FedDAG: Clustered Federated Learning via Global Data and Gradient Integration for Heterogeneous Environments
This paper offers an incremental improvement for researchers and practitioners working with federated learning in heterogeneous data environments.
This paper addresses performance degradation in Federated Learning (FL) due to heterogeneous client data by introducing FedDAG, a clustered FL framework. FedDAG integrates both data and gradient information for a more holistic client similarity assessment and uses a dual-encoder architecture to enable cross-cluster feature transfer, consistently outperforming state-of-the-art clustered FL baselines in accuracy.
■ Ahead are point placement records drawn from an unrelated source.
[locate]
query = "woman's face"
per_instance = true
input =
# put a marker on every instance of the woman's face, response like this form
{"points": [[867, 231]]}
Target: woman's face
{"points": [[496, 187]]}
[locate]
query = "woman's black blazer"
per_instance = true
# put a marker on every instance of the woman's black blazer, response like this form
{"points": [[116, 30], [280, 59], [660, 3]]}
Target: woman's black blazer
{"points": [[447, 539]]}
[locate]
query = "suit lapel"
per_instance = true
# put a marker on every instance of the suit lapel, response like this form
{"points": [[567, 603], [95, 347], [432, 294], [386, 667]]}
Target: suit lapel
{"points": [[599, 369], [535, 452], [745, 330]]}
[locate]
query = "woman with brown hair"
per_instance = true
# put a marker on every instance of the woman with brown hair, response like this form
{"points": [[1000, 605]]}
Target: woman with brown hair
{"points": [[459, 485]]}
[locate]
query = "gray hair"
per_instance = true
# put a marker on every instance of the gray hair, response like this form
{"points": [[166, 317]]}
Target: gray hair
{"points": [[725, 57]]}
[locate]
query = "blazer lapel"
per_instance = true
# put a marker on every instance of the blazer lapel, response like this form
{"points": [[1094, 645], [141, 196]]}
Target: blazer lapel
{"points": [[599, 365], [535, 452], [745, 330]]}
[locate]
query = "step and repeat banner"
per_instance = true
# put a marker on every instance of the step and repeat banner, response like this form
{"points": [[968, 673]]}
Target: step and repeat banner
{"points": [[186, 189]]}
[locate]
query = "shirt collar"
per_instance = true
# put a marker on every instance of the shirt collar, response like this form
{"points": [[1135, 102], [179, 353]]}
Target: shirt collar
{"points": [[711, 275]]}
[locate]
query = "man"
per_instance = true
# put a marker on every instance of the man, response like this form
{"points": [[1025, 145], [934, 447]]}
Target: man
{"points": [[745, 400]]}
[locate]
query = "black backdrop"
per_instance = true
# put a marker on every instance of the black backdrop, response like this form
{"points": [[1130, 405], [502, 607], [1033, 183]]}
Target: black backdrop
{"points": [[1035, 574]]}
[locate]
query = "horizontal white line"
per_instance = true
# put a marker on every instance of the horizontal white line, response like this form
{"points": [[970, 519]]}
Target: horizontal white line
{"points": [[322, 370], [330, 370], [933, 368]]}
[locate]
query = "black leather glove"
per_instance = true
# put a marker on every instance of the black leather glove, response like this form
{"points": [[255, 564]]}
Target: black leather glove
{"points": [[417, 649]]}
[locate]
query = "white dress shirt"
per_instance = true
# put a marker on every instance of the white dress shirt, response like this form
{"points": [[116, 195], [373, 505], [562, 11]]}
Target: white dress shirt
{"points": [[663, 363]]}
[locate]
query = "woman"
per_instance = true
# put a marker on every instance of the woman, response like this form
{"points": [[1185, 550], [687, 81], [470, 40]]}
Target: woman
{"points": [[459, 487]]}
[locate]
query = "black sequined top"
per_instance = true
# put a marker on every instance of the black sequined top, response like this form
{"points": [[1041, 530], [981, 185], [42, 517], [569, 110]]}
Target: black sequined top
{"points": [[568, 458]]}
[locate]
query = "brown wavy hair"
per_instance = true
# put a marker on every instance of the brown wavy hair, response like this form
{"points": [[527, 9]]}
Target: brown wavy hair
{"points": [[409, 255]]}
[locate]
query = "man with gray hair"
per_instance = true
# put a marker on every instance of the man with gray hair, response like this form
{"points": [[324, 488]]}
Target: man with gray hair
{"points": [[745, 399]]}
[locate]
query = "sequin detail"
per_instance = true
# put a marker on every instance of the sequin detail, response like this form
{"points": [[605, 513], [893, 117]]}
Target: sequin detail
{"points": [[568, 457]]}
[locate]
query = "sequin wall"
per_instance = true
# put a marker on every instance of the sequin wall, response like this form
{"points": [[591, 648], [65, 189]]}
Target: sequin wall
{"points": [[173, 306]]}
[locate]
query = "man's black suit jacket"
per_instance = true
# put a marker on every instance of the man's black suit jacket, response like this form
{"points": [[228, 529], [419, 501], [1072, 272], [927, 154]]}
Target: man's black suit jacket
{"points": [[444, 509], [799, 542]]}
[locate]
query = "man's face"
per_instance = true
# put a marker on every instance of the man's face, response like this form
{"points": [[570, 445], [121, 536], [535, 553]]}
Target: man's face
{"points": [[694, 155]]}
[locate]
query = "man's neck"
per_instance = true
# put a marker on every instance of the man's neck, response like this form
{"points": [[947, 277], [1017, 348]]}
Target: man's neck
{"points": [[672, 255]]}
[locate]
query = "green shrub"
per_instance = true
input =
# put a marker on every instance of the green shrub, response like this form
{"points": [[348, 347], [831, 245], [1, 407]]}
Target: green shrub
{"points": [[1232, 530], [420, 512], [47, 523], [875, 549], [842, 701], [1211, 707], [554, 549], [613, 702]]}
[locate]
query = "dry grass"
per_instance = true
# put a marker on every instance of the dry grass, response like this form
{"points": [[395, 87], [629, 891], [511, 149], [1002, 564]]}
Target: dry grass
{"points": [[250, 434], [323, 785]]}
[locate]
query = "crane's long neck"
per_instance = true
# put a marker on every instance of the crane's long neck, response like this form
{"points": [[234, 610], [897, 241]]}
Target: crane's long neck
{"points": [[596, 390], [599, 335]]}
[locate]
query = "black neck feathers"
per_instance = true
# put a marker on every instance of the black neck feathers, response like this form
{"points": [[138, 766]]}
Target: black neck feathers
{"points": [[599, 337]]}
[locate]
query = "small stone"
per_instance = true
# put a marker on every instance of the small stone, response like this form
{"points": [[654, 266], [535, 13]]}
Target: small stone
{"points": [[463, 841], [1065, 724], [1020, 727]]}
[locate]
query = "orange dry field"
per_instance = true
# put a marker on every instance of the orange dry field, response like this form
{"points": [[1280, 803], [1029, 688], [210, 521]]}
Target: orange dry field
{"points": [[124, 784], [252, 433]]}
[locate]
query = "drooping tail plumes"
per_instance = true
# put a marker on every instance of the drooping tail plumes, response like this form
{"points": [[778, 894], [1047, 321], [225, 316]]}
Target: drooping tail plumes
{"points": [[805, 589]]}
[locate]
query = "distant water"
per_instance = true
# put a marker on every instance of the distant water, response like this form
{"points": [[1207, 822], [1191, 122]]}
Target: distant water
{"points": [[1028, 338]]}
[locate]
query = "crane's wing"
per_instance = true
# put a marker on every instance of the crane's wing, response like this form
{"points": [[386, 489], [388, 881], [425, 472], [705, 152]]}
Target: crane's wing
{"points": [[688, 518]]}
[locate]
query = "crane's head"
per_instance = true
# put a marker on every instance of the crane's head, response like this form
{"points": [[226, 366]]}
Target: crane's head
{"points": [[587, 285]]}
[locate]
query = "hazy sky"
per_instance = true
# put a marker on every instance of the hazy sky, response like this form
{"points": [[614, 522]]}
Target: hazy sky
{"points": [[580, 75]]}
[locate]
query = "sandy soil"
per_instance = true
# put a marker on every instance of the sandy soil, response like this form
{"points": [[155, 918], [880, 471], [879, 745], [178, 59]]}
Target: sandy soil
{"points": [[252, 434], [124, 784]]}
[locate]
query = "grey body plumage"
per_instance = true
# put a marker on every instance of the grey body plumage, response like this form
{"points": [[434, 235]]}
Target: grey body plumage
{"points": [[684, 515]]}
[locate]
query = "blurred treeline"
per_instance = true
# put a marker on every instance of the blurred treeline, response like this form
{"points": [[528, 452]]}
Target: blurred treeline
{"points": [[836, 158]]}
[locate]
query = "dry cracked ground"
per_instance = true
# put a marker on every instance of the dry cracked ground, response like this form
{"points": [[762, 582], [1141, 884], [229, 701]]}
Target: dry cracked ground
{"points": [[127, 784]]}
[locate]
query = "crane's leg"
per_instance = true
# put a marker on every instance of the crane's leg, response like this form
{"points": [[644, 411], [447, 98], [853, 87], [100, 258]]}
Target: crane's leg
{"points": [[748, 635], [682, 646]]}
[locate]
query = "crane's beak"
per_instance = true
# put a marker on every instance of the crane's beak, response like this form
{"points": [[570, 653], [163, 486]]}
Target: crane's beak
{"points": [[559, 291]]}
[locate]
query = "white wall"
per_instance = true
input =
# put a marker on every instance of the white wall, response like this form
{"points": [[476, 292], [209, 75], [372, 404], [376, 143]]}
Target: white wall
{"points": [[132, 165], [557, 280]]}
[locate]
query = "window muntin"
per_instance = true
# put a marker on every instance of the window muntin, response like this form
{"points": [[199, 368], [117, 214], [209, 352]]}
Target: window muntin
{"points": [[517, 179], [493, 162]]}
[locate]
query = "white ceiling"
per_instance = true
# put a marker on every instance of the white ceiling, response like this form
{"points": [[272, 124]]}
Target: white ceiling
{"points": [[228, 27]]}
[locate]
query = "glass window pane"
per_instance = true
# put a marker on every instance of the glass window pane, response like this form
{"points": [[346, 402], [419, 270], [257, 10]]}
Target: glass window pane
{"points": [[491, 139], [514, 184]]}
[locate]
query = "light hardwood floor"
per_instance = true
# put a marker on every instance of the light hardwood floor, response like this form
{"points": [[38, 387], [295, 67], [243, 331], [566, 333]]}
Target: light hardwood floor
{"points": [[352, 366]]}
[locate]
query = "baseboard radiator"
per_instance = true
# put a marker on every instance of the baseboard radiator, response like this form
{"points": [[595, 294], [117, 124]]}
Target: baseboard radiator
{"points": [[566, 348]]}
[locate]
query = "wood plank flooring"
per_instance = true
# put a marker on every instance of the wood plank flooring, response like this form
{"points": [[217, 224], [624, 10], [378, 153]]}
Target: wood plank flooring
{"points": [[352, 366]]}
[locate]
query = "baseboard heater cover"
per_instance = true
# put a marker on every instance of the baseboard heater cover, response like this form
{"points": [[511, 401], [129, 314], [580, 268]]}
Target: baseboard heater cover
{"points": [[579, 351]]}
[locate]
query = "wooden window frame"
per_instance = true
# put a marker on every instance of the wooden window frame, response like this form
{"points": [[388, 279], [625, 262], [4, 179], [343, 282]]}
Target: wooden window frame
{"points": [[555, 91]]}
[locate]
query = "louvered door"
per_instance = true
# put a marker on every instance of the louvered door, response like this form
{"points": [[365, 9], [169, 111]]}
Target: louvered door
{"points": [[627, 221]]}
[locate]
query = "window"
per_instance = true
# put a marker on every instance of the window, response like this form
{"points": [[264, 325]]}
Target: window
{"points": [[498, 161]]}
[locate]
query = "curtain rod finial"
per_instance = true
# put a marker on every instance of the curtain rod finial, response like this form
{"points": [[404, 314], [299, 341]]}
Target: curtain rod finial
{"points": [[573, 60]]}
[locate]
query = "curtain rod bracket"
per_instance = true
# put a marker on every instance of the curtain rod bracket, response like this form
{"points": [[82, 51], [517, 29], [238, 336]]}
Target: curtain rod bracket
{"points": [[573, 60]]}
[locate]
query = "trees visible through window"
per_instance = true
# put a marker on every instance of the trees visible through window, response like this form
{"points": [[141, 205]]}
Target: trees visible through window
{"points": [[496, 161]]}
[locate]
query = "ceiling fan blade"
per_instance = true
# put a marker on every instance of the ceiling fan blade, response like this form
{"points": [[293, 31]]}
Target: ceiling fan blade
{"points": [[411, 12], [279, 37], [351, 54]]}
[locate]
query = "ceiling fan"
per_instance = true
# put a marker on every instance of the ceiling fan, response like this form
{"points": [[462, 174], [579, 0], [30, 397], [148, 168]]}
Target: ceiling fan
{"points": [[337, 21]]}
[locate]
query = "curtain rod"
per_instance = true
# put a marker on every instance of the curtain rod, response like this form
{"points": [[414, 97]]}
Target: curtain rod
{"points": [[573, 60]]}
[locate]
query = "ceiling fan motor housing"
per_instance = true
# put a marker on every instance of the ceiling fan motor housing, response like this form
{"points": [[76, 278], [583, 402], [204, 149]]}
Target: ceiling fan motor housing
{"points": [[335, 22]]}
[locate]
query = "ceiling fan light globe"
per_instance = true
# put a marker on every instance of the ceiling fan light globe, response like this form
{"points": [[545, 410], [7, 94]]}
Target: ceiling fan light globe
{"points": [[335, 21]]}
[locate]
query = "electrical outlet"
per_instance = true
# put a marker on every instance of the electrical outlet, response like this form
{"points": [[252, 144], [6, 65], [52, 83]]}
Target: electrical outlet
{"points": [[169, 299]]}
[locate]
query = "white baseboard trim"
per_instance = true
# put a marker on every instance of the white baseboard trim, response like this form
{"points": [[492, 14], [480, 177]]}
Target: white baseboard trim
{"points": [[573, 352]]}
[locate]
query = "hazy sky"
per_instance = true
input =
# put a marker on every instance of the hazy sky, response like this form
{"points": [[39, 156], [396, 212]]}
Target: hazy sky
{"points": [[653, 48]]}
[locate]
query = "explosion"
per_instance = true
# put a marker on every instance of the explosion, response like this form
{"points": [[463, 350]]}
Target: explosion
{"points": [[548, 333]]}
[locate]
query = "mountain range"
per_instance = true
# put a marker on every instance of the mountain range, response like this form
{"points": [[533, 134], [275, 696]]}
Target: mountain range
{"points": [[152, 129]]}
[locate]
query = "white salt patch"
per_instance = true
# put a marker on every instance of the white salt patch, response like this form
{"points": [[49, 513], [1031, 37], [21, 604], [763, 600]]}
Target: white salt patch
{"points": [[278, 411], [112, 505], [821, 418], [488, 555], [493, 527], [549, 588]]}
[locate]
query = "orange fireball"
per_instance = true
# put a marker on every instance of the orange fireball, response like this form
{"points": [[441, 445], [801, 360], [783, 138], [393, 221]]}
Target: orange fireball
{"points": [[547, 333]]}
Federated Learning (FL) enables a group of clients to collaboratively train a model without sharing individual data, but its performance drops when client data are heterogeneous. Clustered FL tackles this by grouping similar clients. However, existing clustered FL approaches rely solely on either data similarity or gradient similarity; however, this results in an incomplete assessment of client similarities. Prior clustered FL approaches also restrict knowledge and representation sharing to clients within the same cluster. This prevents cluster models from benefiting from the diverse client population across clusters. To address these limitations, FedDAG introduces a clustered FL framework, FedDAG, that employs a weighted, class-wise similarity metric that integrates both data and gradient information, providing a more holistic measure of similarity during clustering. In addition, FedDAG adopts a dual-encoder architecture for cluster models, comprising a primary encoder trained on its own clients' data and a secondary encoder refined using gradients from complementary clusters. This enables cross-cluster feature transfer while preserving cluster-specific specialization. Experiments on diverse benchmarks and data heterogeneity settings show that FedDAG consistently outperforms state-of-the-art clustered FL baselines in accuracy.